Solutions offered by the Entrepreneurship Network of the University of Havana also require resources. “In the case of contracted workers and the self-employed, the possible option we saw was credit. In the case of those hired, a credit is granted to the owners with a minimal interest rate, or even zero interest, and a one-year amortization that covers more than the minimum wage, but the mean paid by the state business sector to those workers. It is not for everyone, because not all businesses have necessarily closed, and not all provinces have the same situation. Each case would have to be evaluated. The same for the self-employed, credit could be granted directly to them for their survival during this situation,” explained Díaz.
The creation of funds from the area taxes was also debated within the Network via emails. On the other hand, looking to the future and the necessary boost the self-employed sector will surely require in Cuba when the required physical isolation and the dire economic repercussions end, the idea of creating solidarity funds is being proposed. In the researcher’s words, these “are used in many countries, from donations that can come from anywhere, from the state, from non-governmental organizations, from private individuals, from other businesses, etc., in order to support the rebirth of TCP. They will have to be supported in some way so that they remain part of the business fabric of the country.”
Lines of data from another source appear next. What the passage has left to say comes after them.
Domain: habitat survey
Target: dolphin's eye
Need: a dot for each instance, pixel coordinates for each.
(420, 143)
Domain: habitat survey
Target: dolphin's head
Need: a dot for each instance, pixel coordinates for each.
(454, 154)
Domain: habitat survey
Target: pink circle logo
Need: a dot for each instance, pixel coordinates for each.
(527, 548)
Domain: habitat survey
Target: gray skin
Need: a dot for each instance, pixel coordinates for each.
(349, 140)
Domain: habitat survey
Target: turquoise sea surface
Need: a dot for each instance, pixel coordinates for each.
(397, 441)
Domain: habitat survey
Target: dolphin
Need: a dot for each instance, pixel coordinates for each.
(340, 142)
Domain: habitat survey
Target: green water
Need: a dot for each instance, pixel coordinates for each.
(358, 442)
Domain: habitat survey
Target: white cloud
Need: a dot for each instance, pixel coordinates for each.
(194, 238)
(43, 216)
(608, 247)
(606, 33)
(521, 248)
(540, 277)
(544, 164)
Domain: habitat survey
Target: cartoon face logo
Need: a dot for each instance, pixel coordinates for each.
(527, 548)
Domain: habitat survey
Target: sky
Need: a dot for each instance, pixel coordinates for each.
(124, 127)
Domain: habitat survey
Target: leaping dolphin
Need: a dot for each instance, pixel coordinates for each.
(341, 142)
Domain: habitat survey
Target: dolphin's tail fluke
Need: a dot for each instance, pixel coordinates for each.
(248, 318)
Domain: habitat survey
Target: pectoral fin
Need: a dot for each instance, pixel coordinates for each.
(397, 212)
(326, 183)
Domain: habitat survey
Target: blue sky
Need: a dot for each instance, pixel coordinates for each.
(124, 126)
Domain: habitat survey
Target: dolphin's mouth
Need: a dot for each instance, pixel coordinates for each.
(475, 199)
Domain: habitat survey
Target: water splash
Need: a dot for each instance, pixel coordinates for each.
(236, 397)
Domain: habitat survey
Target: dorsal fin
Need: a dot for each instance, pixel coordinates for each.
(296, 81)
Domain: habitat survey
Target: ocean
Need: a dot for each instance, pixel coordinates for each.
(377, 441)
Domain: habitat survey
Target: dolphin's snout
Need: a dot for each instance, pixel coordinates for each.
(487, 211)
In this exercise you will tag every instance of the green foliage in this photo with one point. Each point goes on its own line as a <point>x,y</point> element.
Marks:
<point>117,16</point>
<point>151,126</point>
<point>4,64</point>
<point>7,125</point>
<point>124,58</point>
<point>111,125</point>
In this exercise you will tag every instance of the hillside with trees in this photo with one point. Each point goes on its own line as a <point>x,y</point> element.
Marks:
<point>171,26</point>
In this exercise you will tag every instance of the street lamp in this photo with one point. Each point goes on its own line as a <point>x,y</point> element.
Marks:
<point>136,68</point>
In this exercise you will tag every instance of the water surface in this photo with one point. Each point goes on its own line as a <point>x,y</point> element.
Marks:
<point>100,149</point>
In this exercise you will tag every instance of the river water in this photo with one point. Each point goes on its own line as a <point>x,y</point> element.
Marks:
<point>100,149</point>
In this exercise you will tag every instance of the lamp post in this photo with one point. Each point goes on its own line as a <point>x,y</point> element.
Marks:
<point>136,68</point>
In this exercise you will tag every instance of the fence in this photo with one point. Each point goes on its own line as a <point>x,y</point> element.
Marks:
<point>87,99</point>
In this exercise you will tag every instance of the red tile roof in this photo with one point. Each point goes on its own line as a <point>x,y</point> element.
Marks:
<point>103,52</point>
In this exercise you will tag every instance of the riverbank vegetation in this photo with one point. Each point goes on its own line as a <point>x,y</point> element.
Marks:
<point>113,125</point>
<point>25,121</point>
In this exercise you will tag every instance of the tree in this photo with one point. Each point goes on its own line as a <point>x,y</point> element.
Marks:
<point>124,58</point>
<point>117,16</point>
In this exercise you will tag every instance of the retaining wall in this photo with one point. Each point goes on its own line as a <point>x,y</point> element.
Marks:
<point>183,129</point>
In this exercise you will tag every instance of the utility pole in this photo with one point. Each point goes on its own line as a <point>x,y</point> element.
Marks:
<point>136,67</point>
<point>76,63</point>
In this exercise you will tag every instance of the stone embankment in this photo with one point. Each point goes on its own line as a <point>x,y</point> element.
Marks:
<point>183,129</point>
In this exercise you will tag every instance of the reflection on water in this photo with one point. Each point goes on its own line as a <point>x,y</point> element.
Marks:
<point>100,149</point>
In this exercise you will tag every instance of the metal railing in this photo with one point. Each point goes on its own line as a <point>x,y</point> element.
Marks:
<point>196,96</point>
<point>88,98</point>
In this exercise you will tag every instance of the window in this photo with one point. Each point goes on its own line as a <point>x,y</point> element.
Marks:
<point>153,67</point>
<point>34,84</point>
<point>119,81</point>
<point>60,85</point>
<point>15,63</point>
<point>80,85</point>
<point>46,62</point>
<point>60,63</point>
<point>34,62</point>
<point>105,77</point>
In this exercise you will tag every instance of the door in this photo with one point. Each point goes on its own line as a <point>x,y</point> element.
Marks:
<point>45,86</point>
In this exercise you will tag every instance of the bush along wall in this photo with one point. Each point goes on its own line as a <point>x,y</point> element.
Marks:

“One of the problems highlighted by current events,” she says, “is the fact that TCPs are not legally approved as micro, small and medium-sized companies. Therefore, [self-employment] is complex because business owners are the same as employed workers. And they have different peculiarities, even in the face of the very measures that the government has established these days.”
“We know it is not simple,” concludes Professor Díaz. “The country’s economy was not in the best condition, and now it has become more complex amid the pandemic and the intensification of the U.S. blockade against Cuba.” Everyone knows this, from teachers, to the authorities, to the population in general.